Stress constraint for topology optimization (referred to as DTPL stress constraint) has been available in Optistruct since version 8.0. This stress constraint is defined through the STRESS field in the DTPL bulk data card of the topology design variable. It is limited to a single value of von Mises stress for the entire model, including the design and non-design spaces. The DTPL stress constraint has some built-in intelligence to filter out stress concentrations.  So even if DTPL stress constraint is included during topology optimization, the optimal load path may contain stress concentrations and the user should consider performing size/shape/free-shape optimization, whichever is applicable, before releasing the design for production.

In Optistruct v14.0, DRESP1 stress constraint was made available for topology optimization.

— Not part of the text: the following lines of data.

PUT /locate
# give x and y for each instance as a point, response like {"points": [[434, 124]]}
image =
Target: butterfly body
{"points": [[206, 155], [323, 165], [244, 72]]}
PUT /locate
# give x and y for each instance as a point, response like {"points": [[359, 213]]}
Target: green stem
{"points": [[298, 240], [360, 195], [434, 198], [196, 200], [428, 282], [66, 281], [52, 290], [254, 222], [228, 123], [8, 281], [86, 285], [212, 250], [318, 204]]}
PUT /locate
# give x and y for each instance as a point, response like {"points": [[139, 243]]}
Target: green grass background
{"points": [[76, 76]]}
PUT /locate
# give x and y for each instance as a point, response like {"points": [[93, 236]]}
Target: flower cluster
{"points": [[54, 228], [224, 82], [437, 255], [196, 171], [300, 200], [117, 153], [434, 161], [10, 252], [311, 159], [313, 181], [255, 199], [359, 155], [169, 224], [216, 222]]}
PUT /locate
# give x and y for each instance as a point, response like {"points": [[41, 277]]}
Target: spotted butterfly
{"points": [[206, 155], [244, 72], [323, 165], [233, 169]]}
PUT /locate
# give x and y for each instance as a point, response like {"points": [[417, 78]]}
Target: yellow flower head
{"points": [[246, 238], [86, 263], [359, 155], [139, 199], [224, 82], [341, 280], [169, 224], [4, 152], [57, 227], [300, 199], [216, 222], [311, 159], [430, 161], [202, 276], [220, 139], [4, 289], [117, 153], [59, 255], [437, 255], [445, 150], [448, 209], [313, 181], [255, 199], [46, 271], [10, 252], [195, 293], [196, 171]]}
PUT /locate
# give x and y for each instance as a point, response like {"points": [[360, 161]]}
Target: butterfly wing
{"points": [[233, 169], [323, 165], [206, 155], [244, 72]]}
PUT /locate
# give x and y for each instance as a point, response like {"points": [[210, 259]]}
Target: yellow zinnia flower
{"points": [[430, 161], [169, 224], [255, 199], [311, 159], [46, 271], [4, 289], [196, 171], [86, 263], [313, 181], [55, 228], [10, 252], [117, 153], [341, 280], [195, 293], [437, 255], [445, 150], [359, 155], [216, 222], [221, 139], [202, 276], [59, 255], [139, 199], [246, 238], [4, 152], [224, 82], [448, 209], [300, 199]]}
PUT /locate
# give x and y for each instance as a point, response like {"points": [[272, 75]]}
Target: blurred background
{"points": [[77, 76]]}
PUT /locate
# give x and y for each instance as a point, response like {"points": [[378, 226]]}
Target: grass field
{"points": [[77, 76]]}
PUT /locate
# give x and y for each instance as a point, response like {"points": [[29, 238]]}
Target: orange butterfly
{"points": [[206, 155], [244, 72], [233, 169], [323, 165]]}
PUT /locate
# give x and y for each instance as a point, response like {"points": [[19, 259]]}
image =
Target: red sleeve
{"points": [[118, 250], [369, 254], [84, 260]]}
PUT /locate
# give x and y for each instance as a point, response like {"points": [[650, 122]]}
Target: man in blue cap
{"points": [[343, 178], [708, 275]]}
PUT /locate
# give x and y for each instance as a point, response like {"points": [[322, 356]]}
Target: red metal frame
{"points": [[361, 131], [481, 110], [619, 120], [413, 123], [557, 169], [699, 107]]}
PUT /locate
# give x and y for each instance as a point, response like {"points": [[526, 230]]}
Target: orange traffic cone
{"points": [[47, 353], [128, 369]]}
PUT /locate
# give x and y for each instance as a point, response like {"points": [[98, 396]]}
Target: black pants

Instead of applying the stress constraint on individual elemental stresses, a single stress-NORM aggregate is internally computed for the elements included in the DRESP1 stress response, and a constraint is applied on the stress-NORM aggregate. This does not have the limitations of the DTPL stress constraint. Stress concentrations are not filtered out in this case. As the user-adjustable stress-NORM parameter is gradually increased from the default value, stress concentrations or singularities can be eliminated, and a more uniform stress distribution can be obtained. The user should still consider performing size/shape/free-shape optimization, whichever is applicable, to address any areas of stress concentration, before releasing the design for production.

In this document, the difference between the DTPL and DRESP1 stress constraints and the elimination of stress concentration or singularity using the DRESP1 stress constraint with stress-NORM aggregate are illustrated with the help of numerical examples. The examples do not use production parts and hence size/shape/free-shape optimization was not performed for the examples.